In 2009, Jake Hertzog was just a couple of years out of Berklee, just beginning to attract notice as a brilliant guitarist, composer and bandleader. That was when he made his debut record Chromatosphere fronting an all-star quartet that exposed the wide range of styles across the jazz and rock spectrums. Now fast forward four years later to Hertzog’s fourth album Throwback, and we find a musician who is still playing rock and jazz but has distilled into a tighter, more distinctive and more coherent style of his own, developing into a force his background has always pointed toward.

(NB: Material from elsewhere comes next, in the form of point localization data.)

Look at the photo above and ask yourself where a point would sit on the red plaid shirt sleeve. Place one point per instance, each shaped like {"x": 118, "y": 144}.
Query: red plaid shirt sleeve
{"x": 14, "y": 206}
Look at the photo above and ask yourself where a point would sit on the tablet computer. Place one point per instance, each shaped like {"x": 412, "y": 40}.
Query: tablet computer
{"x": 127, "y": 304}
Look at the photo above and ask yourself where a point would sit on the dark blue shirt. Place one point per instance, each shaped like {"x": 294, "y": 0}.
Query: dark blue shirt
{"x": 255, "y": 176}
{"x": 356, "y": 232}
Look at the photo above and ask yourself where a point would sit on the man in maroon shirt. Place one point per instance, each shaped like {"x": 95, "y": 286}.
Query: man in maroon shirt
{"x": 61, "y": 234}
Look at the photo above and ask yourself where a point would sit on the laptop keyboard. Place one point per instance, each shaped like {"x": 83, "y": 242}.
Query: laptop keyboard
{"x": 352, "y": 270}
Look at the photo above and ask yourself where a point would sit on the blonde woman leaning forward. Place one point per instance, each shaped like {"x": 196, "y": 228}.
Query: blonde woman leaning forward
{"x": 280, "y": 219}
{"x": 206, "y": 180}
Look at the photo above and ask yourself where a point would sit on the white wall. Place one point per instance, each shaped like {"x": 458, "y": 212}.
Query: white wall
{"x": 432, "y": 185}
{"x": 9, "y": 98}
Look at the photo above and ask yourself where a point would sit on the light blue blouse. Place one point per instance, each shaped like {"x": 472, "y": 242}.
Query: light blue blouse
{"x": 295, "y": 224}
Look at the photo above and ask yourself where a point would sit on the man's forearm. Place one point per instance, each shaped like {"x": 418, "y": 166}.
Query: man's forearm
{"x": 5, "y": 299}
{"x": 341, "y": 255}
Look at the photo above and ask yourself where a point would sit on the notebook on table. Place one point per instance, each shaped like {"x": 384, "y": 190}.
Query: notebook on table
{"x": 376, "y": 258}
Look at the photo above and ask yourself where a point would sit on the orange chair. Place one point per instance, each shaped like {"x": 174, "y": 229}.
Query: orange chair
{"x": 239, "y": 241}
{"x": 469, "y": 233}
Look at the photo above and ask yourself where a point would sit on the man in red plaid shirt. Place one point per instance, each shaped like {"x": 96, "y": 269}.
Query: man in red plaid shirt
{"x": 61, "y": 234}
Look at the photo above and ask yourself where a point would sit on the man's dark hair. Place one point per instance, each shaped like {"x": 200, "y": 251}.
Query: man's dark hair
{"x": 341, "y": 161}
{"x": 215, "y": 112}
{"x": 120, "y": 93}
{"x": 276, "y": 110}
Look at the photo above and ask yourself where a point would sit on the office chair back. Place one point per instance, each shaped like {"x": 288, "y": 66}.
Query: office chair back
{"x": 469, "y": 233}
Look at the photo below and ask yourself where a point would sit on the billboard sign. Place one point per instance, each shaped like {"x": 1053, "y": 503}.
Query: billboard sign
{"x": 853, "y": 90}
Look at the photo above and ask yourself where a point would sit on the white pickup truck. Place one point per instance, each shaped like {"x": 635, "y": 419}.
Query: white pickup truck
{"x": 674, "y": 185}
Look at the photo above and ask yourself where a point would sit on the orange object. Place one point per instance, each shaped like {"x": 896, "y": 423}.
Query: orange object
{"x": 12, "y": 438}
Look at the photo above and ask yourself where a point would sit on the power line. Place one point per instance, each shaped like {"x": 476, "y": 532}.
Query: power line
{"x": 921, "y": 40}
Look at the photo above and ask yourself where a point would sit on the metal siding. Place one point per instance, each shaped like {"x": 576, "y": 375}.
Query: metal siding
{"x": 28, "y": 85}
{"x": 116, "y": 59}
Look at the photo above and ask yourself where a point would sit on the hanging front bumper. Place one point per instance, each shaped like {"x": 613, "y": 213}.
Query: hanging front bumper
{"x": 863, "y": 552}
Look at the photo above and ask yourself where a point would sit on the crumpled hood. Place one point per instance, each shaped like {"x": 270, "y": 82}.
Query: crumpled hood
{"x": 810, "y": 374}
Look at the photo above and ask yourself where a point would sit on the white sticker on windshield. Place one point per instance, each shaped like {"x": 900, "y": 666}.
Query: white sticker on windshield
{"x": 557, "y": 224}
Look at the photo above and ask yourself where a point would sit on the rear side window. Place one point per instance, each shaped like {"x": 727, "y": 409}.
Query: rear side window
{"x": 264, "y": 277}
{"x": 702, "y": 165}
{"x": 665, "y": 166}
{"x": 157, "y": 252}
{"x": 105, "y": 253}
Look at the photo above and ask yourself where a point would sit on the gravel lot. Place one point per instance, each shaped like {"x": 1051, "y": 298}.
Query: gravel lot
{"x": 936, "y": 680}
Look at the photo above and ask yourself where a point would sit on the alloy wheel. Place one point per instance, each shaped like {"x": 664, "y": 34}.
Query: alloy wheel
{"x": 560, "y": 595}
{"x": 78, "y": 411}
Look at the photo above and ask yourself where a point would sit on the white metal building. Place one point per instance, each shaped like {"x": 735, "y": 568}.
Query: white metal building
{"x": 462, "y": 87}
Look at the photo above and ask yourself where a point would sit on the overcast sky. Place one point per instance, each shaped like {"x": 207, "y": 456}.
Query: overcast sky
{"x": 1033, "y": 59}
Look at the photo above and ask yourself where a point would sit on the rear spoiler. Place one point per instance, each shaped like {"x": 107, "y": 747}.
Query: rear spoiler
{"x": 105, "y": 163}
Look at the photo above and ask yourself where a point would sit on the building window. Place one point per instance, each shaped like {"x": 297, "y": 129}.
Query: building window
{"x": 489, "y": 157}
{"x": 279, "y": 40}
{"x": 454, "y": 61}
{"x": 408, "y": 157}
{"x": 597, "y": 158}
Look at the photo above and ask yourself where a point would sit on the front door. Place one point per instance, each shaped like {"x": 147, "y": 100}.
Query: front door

One thing that hasn’t changed from that first album is Hertzog’s rhythm section: Harvie S and Victor Jones are a bassist and drummer any frontman of most any kind of music would be privileged to have, as these gents are as accomplished as they come in their respective instruments. Hertzog loaded this album entirely with his own material, and for most of the tracks, he brought in another big name in trumpeter extraordinaire Randy Brecker.
Brecker’s inclusion on the record wasn’t done just to say he played on it; taking in the whole record, it’s clear Hertzog wanted to strike a certain balance between rock and jazz and Brecker’s forty-five year history in doing that gave Hertzog another solo voice who intimately understands what he’s shooting for.
“Entropy,” is a long form melody where Brecker’s clean tone is utilized to play the lead harmony, countered by Hertzog’s trademark intervallic technique. Some nice unison lines occur between them before Hertzog and Brecker square off against each other in a funky interlude, which is right up the trumpeter’s alley. On the title track, a rock shuffle announces the tune, with Brecker’s horn piercing right through it. Hertzog’s solo shows off his ability to seamlessly shift between single lines and chorded patterns and the tune is capped off with Jones performing a rip-roaring, all-rock drum solo behind the chorus.
Hertzog’s agility is further displayed on “Cleared To Fly” as he plays a tightly compacted figure over a calypso cadence. “Sweet Moon” is another interesting tune set at first to a Brazilian rhythm and based on Harvie S’s repeating bass figure that bears some similarity to the short chorus line in Herbie Hancock’s “Actual Proof.” Jones hits the cymbals with increasing volume, egging on Hertzog’s solo, and tempo changes to a swing when Brecker takes the reins and digs deep into the harmony.
“Sending Home,” also showcases Brecker and his ability to mimic a vocalist — a rock vocalist, even — as what begins as a ballad picks up steam as he builds up toward an ear-catching crescendo. Three tracks are trio performances, the most notable of these being “Hands On,” which Hertzog aptly describes as one of his “drunken Monk” songs. Even though it swings, Jones is driving hard like a rock drummer, and Hertzog has bop chops to spare. Of course, Harvie S crushes his solo, too. “First To Rise” is another Brecker-less track, notable not because of dazzling improvising but because Hertzog had conceived a fetching, Midwestern style folk tune that you could swear is some sturdy old standard.
The expectations have been set high for Jake Hertzog since he had gotten off to such a nice start to his career. Throwback meets those lofty expectations.